Postgraduate studies

He opted to do a master’s at the Institute for Advanced Architecture of Catalonia in Barcelona in 2018. He was interested in their flagship programme on integrating technology into architecture, but was persuaded to join a new programme on ecological buildings and biocities. The course was taught in English to a group of 19 students from 14 different countries and involved experiential learning. The students lived and worked at the Institute’s Fab Lab based in a natural park, a green island in the urban environment of Barcelona and surroundings.

“Even though the campus is quite near Barcelona’s urban core, it feels like a rural forest,” says Michael. “The Fab Lab is in a farmhouse that has been retrofitted to enable students to do digital fabrications and prototyping, with the forest landscape being used as part of the laboratory’s facilities.” The wood from the trees grown in the forest isn’t of a type usually suitable for architecture, but by combining multiple small pieces in engineered compound assemblies the students can use it to build with. The wood is layered with other natural materials, keeping the entire system low carbon and allowing the buildings to breathe and stay cool while also making them slower to burn. This has positive health outcomes on their occupants. It also has positive outcomes on the health of the forest, because the trees are carefully and individually selected before harvesting, based on their role in the greater ecosystem.

After completing his one-year master’s course, Michael did some teaching work at the Institute while he built his research and development portfolio. He was in Barcelona for the pandemic and saw how the city was able to manage a strict lockdown while maintaining a strong community spirit. The Fab Lab also became involved in 3D printing ventilator valves and masks for aid workers. And it won a grant to produce urban furniture made from local wood to improve the pedestrian environment, boost street safety and enable socialising outdoors without risking contagion.

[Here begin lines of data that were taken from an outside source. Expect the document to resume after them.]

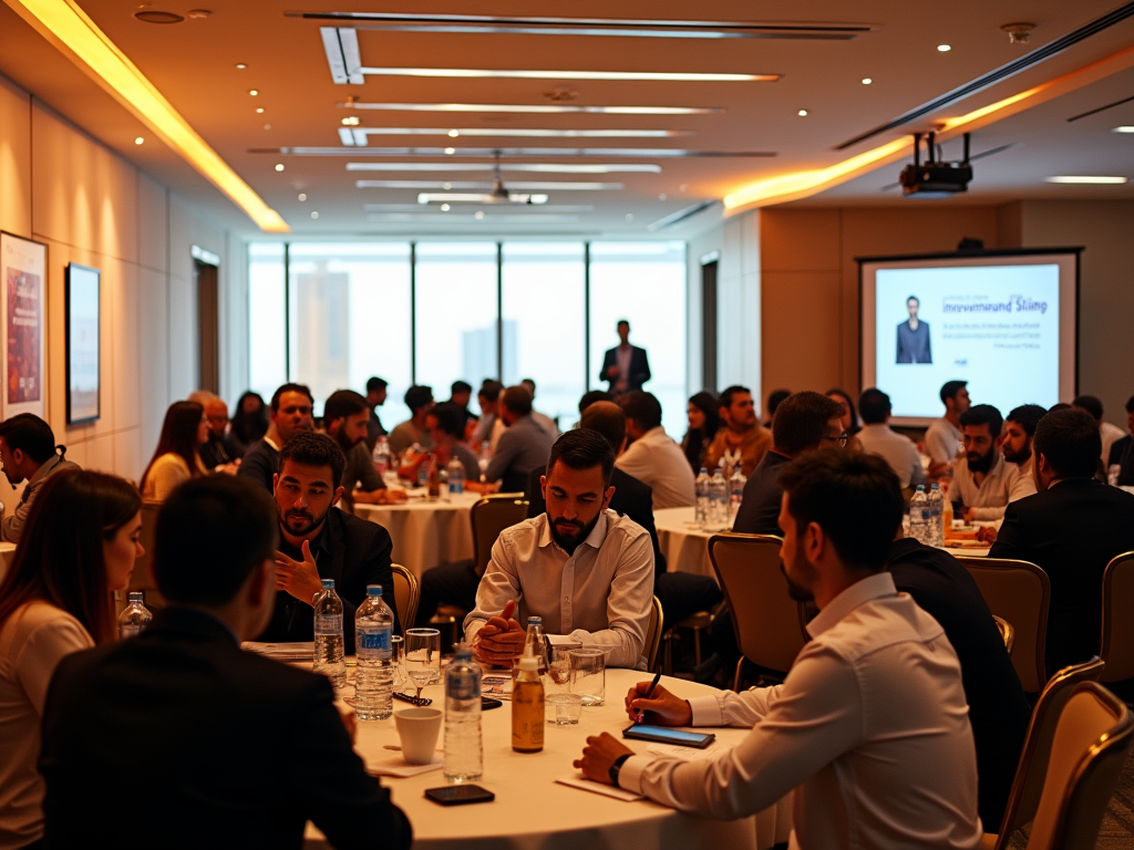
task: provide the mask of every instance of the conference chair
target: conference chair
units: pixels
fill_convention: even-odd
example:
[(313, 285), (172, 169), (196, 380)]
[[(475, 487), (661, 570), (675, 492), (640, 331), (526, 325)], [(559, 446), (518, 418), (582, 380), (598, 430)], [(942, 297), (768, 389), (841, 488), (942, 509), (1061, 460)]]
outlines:
[(734, 689), (739, 690), (745, 660), (782, 679), (809, 640), (801, 606), (788, 594), (780, 571), (782, 541), (762, 534), (716, 534), (709, 560), (733, 612), (741, 648)]
[[(1012, 783), (1008, 804), (1004, 809), (999, 833), (985, 833), (984, 847), (1006, 850), (1012, 836), (1035, 819), (1035, 813), (1043, 794), (1044, 777), (1051, 759), (1051, 742), (1064, 706), (1074, 690), (1083, 682), (1095, 682), (1102, 675), (1105, 664), (1098, 657), (1064, 668), (1044, 686), (1035, 700), (1032, 719), (1024, 737), (1024, 749), (1019, 754), (1016, 777)], [(988, 824), (992, 826), (992, 824)], [(1093, 847), (1093, 842), (1089, 844)]]
[(422, 588), (417, 576), (400, 563), (391, 563), (393, 572), (393, 602), (398, 606), (398, 620), (401, 622), (401, 634), (414, 627), (417, 619), (417, 603), (421, 602)]
[(1114, 558), (1102, 573), (1102, 681), (1134, 678), (1134, 552)]
[(1027, 561), (1006, 558), (957, 558), (976, 580), (981, 595), (996, 617), (1016, 630), (1012, 664), (1029, 694), (1038, 694), (1047, 681), (1043, 649), (1048, 636), (1051, 583), (1048, 573)]

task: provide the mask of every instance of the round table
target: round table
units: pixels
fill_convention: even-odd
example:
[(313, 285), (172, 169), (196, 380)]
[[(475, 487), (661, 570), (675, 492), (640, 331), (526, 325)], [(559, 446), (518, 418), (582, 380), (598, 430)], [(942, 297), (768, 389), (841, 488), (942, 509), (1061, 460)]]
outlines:
[[(790, 794), (754, 817), (710, 821), (666, 808), (650, 800), (625, 802), (557, 783), (559, 776), (576, 775), (572, 762), (583, 751), (587, 736), (609, 731), (618, 734), (628, 725), (623, 698), (645, 678), (633, 670), (607, 670), (607, 703), (583, 709), (577, 725), (544, 728), (541, 753), (511, 750), (511, 705), (484, 712), (481, 721), (484, 775), (477, 782), (496, 800), (474, 806), (442, 807), (425, 799), (429, 788), (446, 784), (441, 771), (408, 779), (382, 777), (414, 828), (414, 850), (558, 850), (566, 848), (634, 848), (634, 850), (767, 850), (787, 841), (790, 831)], [(683, 697), (714, 692), (712, 688), (665, 678), (665, 687)], [(422, 696), (442, 705), (441, 686), (426, 687)], [(408, 707), (395, 703), (395, 711)], [(725, 743), (738, 743), (744, 729), (716, 729)], [(441, 746), (445, 732), (438, 740)], [(358, 723), (355, 749), (363, 758), (387, 759), (384, 745), (397, 745), (393, 720)], [(645, 753), (646, 741), (626, 741)], [(307, 850), (329, 847), (307, 825)]]

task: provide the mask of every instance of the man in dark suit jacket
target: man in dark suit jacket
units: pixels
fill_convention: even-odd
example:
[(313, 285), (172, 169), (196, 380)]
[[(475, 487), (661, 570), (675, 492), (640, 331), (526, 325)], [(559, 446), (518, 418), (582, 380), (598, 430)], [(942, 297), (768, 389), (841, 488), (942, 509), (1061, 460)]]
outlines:
[(1017, 558), (1051, 581), (1048, 675), (1099, 654), (1102, 572), (1134, 550), (1134, 495), (1093, 476), (1099, 426), (1082, 410), (1055, 410), (1035, 426), (1035, 495), (1010, 502), (989, 558)]
[(957, 559), (912, 537), (899, 537), (890, 546), (887, 569), (895, 587), (941, 623), (957, 652), (976, 745), (976, 805), (984, 828), (997, 830), (1032, 715), (1024, 687), (992, 612)]
[(313, 821), (339, 848), (403, 850), (390, 793), (366, 774), (322, 675), (240, 651), (274, 596), (276, 518), (255, 484), (194, 478), (158, 518), (170, 606), (128, 640), (65, 658), (43, 715), (44, 845), (298, 848)]
[(354, 615), (366, 598), (366, 585), (381, 585), (382, 600), (398, 612), (390, 569), (390, 534), (376, 522), (344, 513), (335, 504), (342, 496), (346, 457), (325, 434), (301, 431), (280, 449), (276, 476), (276, 513), (280, 547), (276, 553), (276, 609), (262, 640), (315, 639), (312, 600), (320, 580), (335, 579), (342, 600), (342, 637), (354, 652)]
[(631, 345), (631, 323), (625, 318), (618, 323), (618, 339), (621, 342), (607, 351), (599, 373), (599, 380), (610, 384), (613, 396), (641, 390), (650, 380), (650, 358), (644, 348)]

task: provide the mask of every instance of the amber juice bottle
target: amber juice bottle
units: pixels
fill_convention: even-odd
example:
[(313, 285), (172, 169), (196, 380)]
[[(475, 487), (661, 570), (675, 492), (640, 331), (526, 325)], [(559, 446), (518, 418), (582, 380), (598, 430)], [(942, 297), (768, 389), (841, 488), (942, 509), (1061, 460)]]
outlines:
[(511, 689), (511, 748), (517, 753), (543, 749), (543, 682), (533, 655), (519, 660), (519, 675)]

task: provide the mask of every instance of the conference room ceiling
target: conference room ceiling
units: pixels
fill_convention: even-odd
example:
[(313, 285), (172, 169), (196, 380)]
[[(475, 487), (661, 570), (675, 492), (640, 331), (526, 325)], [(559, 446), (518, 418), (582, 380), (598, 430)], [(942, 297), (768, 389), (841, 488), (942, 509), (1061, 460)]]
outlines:
[[(775, 7), (717, 1), (697, 5), (695, 16), (687, 3), (657, 0), (577, 0), (569, 12), (561, 3), (532, 0), (481, 3), (475, 10), (457, 0), (433, 0), (428, 7), (421, 0), (381, 7), (346, 0), (228, 0), (205, 9), (208, 15), (191, 10), (184, 0), (79, 5), (301, 238), (685, 238), (719, 221), (719, 201), (746, 184), (826, 168), (1134, 45), (1134, 17), (1127, 17), (963, 100), (836, 150), (1097, 20), (1117, 5), (966, 0), (929, 10), (898, 0), (801, 0)], [(437, 32), (429, 20), (359, 15), (399, 11), (475, 11), (503, 23), (449, 22)], [(171, 12), (184, 20), (144, 23), (135, 17), (138, 12)], [(335, 12), (354, 17), (331, 17)], [(654, 26), (627, 25), (611, 34), (594, 32), (602, 28), (594, 24), (581, 33), (572, 32), (569, 23), (508, 23), (568, 14), (573, 19), (633, 19)], [(717, 26), (706, 28), (723, 29), (728, 36), (759, 37), (671, 37), (672, 27), (659, 32), (657, 22), (708, 22)], [(1027, 44), (1009, 43), (1001, 29), (1017, 22), (1034, 24)], [(742, 24), (771, 26), (738, 32), (735, 25)], [(785, 25), (795, 28), (785, 31)], [(549, 28), (555, 34), (545, 32)], [(670, 37), (654, 37), (659, 34)], [(363, 73), (347, 75), (356, 82), (335, 82), (329, 62), (335, 50), (325, 46), (324, 35), (335, 50), (345, 45), (347, 65), (356, 40), (355, 65)], [(938, 49), (946, 44), (948, 51)], [(434, 70), (409, 75), (407, 68), (551, 73), (454, 77), (429, 76)], [(135, 137), (146, 136), (141, 122), (7, 7), (0, 7), (0, 73), (237, 232), (257, 232), (160, 142), (135, 145)], [(770, 78), (589, 78), (594, 73)], [(249, 94), (253, 90), (256, 95)], [(1125, 70), (978, 129), (974, 154), (1004, 150), (975, 163), (976, 178), (965, 196), (943, 203), (1134, 196), (1134, 184), (1044, 182), (1053, 175), (1083, 173), (1134, 179), (1134, 134), (1111, 131), (1134, 125), (1134, 100), (1067, 120), (1132, 96), (1134, 71)], [(456, 103), (540, 111), (423, 108)], [(373, 104), (386, 105), (366, 108)], [(549, 107), (574, 111), (548, 112)], [(599, 107), (635, 109), (594, 111)], [(692, 112), (649, 114), (642, 108)], [(448, 211), (440, 206), (443, 197), (418, 203), (422, 193), (486, 194), (496, 151), (505, 187), (534, 201), (545, 195), (545, 203), (454, 199)], [(950, 159), (959, 156), (959, 142), (947, 143), (945, 152)], [(904, 199), (900, 190), (886, 188), (899, 170), (900, 164), (888, 164), (797, 203), (942, 203)], [(697, 206), (704, 210), (665, 226), (667, 219)]]

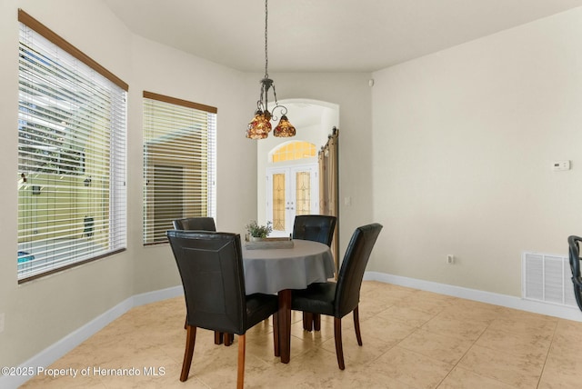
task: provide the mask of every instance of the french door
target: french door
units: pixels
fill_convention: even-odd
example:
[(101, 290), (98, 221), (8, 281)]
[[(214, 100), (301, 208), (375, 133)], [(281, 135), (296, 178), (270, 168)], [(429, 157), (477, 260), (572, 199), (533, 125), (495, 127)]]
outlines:
[(293, 233), (296, 214), (319, 214), (317, 164), (266, 170), (266, 220), (273, 222), (272, 236)]

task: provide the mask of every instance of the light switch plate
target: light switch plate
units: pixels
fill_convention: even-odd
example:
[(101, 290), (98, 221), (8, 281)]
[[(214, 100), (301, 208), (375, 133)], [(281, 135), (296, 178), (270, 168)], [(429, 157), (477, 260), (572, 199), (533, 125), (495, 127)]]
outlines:
[(570, 170), (571, 168), (571, 164), (570, 161), (567, 160), (567, 161), (555, 161), (552, 164), (552, 169), (554, 171), (558, 171), (558, 170)]

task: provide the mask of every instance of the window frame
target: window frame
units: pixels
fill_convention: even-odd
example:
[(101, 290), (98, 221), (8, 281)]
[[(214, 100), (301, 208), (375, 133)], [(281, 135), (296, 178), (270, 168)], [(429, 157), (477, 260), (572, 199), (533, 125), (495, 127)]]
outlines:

Since then Michael has stayed in touch with the Institute, is still involved in both teaching and research projects and has collaborated with them for his PhD on more innovative approaches to building with engineered timber.

At Cambridge he has also been involved in the Gates Cambridge community on the Scholars Council. He says it gives him more international perspectives as well as ideas from different disciplines. “It has been very valuable and the friendships I have made have helped shape my thinking,“ he says.